Fleetwood Mac - Mirage Tour '82 (Warner, 2024)

 


Dopo un disco più sperimentale come Tusk e il successo commerciale di Bella Donna (1981), primo album solista della cantante Stevie Nicks, i Fleetwood Mac, guidati dal produttore Ken Caillat, se ne vanno in Francia, per registrare presso gli studi Le Château di Hérouville, quello che sarà il loro tredicesimo album in studio. L’idea è di rinverdire i fasti commerciali di Rumours (1977), percorrendone le stesse coordinate sonore, ed evitando l’approccio più cerebrale e complesso del disco precedente. Il livello di ispirazione non è più lo stesso, però, e Nicks e Buckingham vivono apertamente una rivalità, anche artistica, che li porta spesso a litigare e a fare i capricci come bambini viziati, perché negli studi, dove soggiornano, viene servito cibo che ritengono inadeguato e  manca la televisione.

In questo clima non proprio idilliaco, viene concepito Mirage, un disco meno centrato dei due predecessori, ma capace comunque di lanciare sul mercato un filotto di singoli ("Hold Me", "Gipsy", "Oh Diane", "Love In Store" e "Can’t Go Back") che fanno dell’album il quarto multi platino consecutivo della band e il loro terzo numero uno negli States, non raggiungendo, tuttavia, gli stessi risultati in Inghilterra, dove mancano la prima piazza, arrestandosi alla quinta posizione.

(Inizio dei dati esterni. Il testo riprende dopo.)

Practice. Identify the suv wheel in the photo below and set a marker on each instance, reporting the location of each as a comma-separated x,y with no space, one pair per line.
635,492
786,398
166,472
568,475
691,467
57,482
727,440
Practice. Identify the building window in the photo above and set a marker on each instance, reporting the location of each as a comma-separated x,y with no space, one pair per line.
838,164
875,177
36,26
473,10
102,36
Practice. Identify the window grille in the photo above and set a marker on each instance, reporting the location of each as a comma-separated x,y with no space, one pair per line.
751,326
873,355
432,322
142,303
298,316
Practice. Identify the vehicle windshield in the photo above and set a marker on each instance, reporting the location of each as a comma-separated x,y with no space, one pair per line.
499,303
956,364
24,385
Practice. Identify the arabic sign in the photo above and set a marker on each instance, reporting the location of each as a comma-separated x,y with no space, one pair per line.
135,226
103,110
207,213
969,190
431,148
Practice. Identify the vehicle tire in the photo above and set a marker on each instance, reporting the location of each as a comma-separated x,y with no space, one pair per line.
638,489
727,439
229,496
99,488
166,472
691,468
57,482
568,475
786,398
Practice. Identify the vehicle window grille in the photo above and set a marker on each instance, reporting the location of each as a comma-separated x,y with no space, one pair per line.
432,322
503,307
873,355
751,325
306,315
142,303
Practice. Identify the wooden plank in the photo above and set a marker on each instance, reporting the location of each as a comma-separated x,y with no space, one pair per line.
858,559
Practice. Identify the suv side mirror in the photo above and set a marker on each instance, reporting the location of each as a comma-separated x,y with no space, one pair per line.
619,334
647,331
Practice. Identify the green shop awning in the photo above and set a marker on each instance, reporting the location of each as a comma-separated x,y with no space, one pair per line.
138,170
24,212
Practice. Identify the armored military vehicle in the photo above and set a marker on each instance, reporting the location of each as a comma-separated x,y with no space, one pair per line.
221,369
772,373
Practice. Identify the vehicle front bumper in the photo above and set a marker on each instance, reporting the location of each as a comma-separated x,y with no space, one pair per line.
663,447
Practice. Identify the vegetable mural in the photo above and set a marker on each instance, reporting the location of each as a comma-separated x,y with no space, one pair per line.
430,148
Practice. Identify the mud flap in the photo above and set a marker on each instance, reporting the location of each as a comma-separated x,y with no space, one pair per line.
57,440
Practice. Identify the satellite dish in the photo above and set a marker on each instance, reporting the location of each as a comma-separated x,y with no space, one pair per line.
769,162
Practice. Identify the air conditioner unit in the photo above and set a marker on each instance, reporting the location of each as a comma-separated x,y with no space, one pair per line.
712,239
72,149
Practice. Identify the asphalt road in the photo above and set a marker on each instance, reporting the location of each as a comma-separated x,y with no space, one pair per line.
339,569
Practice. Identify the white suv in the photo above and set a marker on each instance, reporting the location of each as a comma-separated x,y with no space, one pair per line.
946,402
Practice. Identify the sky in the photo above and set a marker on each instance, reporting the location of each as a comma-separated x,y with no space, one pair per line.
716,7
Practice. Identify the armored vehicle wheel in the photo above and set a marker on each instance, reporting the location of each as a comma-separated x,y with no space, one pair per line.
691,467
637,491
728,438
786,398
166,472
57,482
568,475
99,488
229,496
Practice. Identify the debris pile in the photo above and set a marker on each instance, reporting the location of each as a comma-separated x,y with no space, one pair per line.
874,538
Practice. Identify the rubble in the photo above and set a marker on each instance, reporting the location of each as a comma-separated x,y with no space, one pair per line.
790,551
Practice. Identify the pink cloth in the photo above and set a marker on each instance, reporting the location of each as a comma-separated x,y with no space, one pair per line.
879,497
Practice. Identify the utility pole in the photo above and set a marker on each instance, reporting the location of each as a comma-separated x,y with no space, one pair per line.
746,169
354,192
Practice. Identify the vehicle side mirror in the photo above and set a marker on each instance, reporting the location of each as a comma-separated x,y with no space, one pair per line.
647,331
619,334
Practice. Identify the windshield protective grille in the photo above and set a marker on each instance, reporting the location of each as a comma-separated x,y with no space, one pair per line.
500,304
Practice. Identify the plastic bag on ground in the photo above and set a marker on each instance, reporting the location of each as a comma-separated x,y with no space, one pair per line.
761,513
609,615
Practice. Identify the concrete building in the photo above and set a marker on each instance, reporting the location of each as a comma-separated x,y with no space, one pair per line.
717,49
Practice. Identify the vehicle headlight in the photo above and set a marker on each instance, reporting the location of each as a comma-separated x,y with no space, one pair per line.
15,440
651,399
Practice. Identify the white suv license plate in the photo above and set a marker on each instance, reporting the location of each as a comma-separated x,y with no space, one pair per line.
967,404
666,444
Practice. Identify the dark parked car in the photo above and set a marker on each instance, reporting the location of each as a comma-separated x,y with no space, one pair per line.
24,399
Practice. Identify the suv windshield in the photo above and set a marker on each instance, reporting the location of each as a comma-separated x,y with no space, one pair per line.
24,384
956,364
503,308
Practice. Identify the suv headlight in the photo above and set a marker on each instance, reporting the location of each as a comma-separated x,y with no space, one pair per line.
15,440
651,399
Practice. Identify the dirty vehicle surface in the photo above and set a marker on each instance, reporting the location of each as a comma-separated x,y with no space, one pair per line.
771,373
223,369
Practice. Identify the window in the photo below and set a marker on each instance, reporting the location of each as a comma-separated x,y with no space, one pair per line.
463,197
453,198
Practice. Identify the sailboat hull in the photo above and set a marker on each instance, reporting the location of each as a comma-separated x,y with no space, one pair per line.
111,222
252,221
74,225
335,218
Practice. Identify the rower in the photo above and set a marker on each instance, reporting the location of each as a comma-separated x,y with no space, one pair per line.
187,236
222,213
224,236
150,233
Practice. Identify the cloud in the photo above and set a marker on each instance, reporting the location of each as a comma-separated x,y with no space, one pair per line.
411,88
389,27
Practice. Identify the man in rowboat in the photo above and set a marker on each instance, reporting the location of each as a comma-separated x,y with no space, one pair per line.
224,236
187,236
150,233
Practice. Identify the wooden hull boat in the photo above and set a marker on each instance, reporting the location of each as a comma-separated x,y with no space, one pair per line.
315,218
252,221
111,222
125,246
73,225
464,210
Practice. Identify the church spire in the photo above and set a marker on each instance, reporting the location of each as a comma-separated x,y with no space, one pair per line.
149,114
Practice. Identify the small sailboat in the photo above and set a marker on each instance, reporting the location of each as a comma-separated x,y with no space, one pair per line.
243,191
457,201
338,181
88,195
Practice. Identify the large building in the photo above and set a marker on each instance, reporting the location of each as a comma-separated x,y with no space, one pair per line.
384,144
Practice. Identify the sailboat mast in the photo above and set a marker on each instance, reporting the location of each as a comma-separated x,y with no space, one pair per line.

Nel settembre 1982, a supporto di Mirage, i Fleetwood Mac intrapresero un tour di trentuno date attraverso diverse città degli Stati Uniti, tra cui due (entrambe sold out) al Forum di Los Angeles (21 e 22 ottobre), le cui migliori esecuzioni sono racchiuse in questo live per creare un’unica, e riuscitissima, esperienza di concerto.

Questa collezione live, composta da ventidue tracce, presenta sei registrazioni inedite dello spettacolo del 21 ottobre 1982, tra cui classici come "Landslide", "Don't Stop" e "Never Going Back Again". Le altre canzoni sono state registrate durante lo spettacolo del 22 ottobre e sono apparse in varie uscite nel corso degli anni, tra cui Live Super Deluxe Edition (2021), Mirage Super Deluxe Edition (2016) e il video del concerto del 1983 Mirage Live.

Se in studio la convivenza tra i cinque era spesso burrascosa, è altrettanto vero che la band dal vivo viaggia ad altezze vertiginose. Erano anni in cui Mick Fleetwood, John McVie, Christine McVie, Lindsey Buckingham e Stevie Nicks vivevano all'apice della loro potenza collettiva, e in questo live è del tutto evidente la carica travolgente dei Fleetwood Mac nell’affrontare vecchi e nuovi successi.

 

Il disco inizia con un filotto di canzoni da far girare la testa: "Second Hands News", una scorbutica e ringhiante "The Chain", l’innodica "Don’t Stop" e l’oscura e sensuale "Dreams", in cui la Nicks dà vita alla consueta prova vocale da brividi. 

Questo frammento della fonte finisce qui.